Il faut d’abord rappeler certains faits : l’antisémitisme est aujourd’hui, en France et sans doute en Belgique, la forme de racisme la plus violente, qui s’exprime dans une relative indifférence du grand public.
Les agressions sont répertoriées. Par exemple, entre 2007 et 2010 en Belgique, ce ne sont pas moins de quatre synagogues qui ont été attaquées au cocktail Molotov ou vandalisées. En France, en 2009 uniquement, sept synagogues ont fait l’objet d’attaques, dont certaines avec des voitures-béliers chargées d’engins explosifs.

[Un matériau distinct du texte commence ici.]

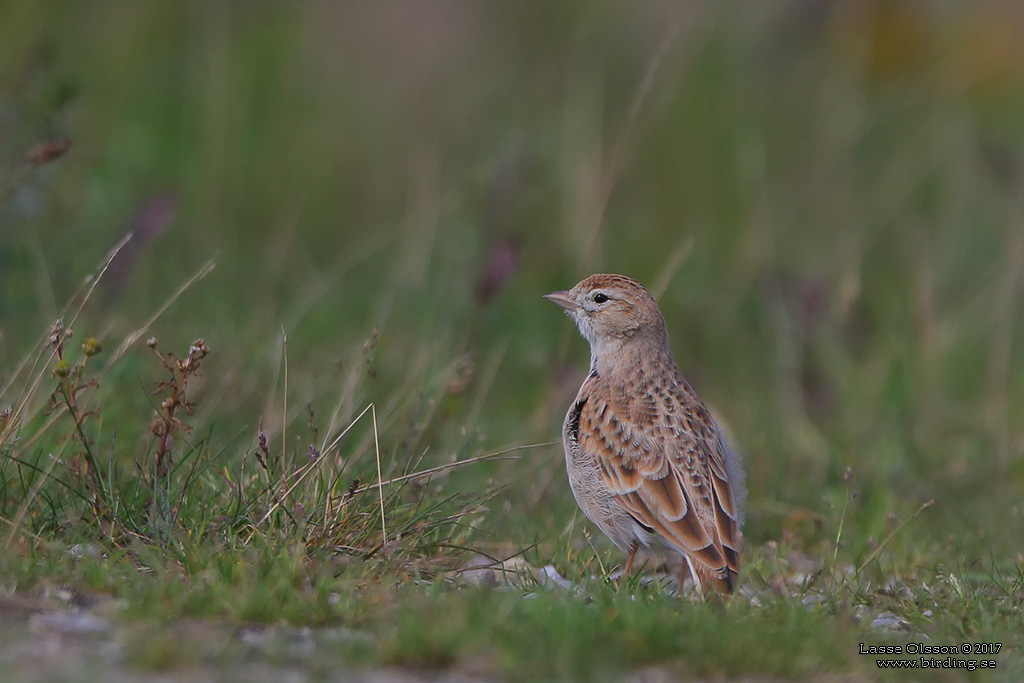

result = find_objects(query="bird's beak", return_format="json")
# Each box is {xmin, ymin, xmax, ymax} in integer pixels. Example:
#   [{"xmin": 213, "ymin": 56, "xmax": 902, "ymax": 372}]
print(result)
[{"xmin": 544, "ymin": 291, "xmax": 580, "ymax": 311}]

Les statistiques officielles françaises montrent que de toutes les minorités, ce sont les Juifs qui sont le plus souvent victimes d’agressions physiques inspirées par des motifs racistes. Le rapport annuel 2009 de la Commission nationale consultative des droits de l’homme (2) dénombre ainsi 172 agressions physiques antisémites, tandis qu’en deuxième position viennent les agressions contre les personnes d’origine maghrébine, au nombre de 74 pour une population cinq à dix fois plus nombreuse. Il n’existe pas de statistiques comparables pour la Belgique, mais il est permis de penser que la situation n’y est pas meilleure.

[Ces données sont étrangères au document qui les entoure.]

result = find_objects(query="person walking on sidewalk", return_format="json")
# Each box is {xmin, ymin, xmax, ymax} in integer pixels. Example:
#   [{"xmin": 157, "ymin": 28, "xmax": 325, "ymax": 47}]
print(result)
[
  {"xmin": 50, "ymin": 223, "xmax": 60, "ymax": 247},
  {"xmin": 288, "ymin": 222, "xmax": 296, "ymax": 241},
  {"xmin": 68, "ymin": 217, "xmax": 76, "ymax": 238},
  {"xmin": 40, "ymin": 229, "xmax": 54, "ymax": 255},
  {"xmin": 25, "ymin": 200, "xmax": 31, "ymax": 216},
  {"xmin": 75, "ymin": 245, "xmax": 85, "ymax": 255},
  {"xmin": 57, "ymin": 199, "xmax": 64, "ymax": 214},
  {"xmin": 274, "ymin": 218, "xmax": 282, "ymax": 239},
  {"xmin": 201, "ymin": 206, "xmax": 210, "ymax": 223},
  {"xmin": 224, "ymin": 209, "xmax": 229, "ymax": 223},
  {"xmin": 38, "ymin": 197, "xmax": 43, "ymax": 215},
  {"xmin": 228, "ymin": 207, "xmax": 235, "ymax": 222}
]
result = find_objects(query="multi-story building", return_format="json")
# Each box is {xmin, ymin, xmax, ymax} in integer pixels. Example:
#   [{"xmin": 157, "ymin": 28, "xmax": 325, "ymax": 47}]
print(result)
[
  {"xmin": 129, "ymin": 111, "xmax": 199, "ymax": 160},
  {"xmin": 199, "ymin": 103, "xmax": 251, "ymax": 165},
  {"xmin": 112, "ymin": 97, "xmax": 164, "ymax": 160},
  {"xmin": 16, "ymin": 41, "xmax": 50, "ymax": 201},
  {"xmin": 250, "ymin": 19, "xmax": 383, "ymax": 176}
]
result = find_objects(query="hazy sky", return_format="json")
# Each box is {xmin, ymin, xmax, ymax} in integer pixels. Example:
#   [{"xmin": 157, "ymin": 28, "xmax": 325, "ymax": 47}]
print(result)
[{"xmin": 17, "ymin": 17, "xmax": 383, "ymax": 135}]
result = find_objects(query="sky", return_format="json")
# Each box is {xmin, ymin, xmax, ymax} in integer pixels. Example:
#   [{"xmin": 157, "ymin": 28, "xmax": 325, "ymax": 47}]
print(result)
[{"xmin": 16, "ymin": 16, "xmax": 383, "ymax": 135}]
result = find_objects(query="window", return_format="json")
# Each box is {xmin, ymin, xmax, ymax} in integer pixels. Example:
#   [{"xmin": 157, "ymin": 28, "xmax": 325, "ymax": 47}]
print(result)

Parmi les causes de ce phénomène figure en bonne place la « nazification » d’Israël et du sionisme. Or il est presque incongru de le rappeler : Israël, aussi critiquable soit-il, n’a jamais entrepris d’extermination systématique des Palestiniens. N’est-il pas insensé de comparer un conflit ayant causé environ 8.000 victimes (de trop) en onze ans, dont plus de 1.000 Israéliens (3), avec l’extermination industrielle de millions de Juifs, de Tsiganes, d’homosexuels et de malades mentaux ?
Qui plus est, en associant Israël et le sionisme au nazisme, on favorise un climat d’hostilité contre la population juive d’Europe.
Cela explique qu’un document de travail de l’Agence de l’Union européenne pour les droits fondamentaux (anciennement nommée EUMC) estime qu’il peut être antisémite, selon le contexte, « d’établir des comparaisons entre la politique israélienne contemporaine et celle des nazis » (4). En France, la très officielle Commission nationale consultative des droits de l’homme estime que de telles comparaisons permettent de classer un site internet comme antisémite (5). Le rapport Rufin sur le racisme se prononce dans le même sens : « Les accusations de racisme, d’apartheid, de nazisme portent des implications morales extrêmement graves. Elles ont, dans la situation où nous nous trouvons aujourd’hui, des conséquences majeures qui peuvent, par contagion, mettre en danger la vie de nos concitoyens juifs ». (6)
Il ne fait pas de doute que l’on a le droit de critiquer l’Etat d’Israël ou sa politique, et même de le critiquer avec violence ou excès. Mais la critique d’Israël ne peut servir de prétexte aux antisémites qui, au nom des droits de l’homme, trouvent un malin plaisir à accuser les Juifs de commettre un crime aussi épouvantable que celui dont ils ont été victimes.
Tout intellectuel doit assumer ses responsabilités morales : en comparant les dirigeants d’Israël à des nazis, on favorise l’antisémitisme, qu’on le veuille ou non. On jette de l’huile sur le feu. Il est juste de dénoncer sans complaisance ces discours pour ce qu’ils sont : des provocations irresponsables et inutiles.
(1) http://www.youtube.com/watch?v= jWCHjReJed8 (1re partie sur 8).
(2) http://lesrapports.ladocumentationfrancaise.fr/BRP/104000267/0000.pdf
(3) Source : B’Tselem.
(4) Working definition on antisemitism, 2005.
(5) Rapport annuel 2004, p. 243.
(6) Chantier sur la lutte contre le racisme et l’antisémitisme , 2004, p. 30.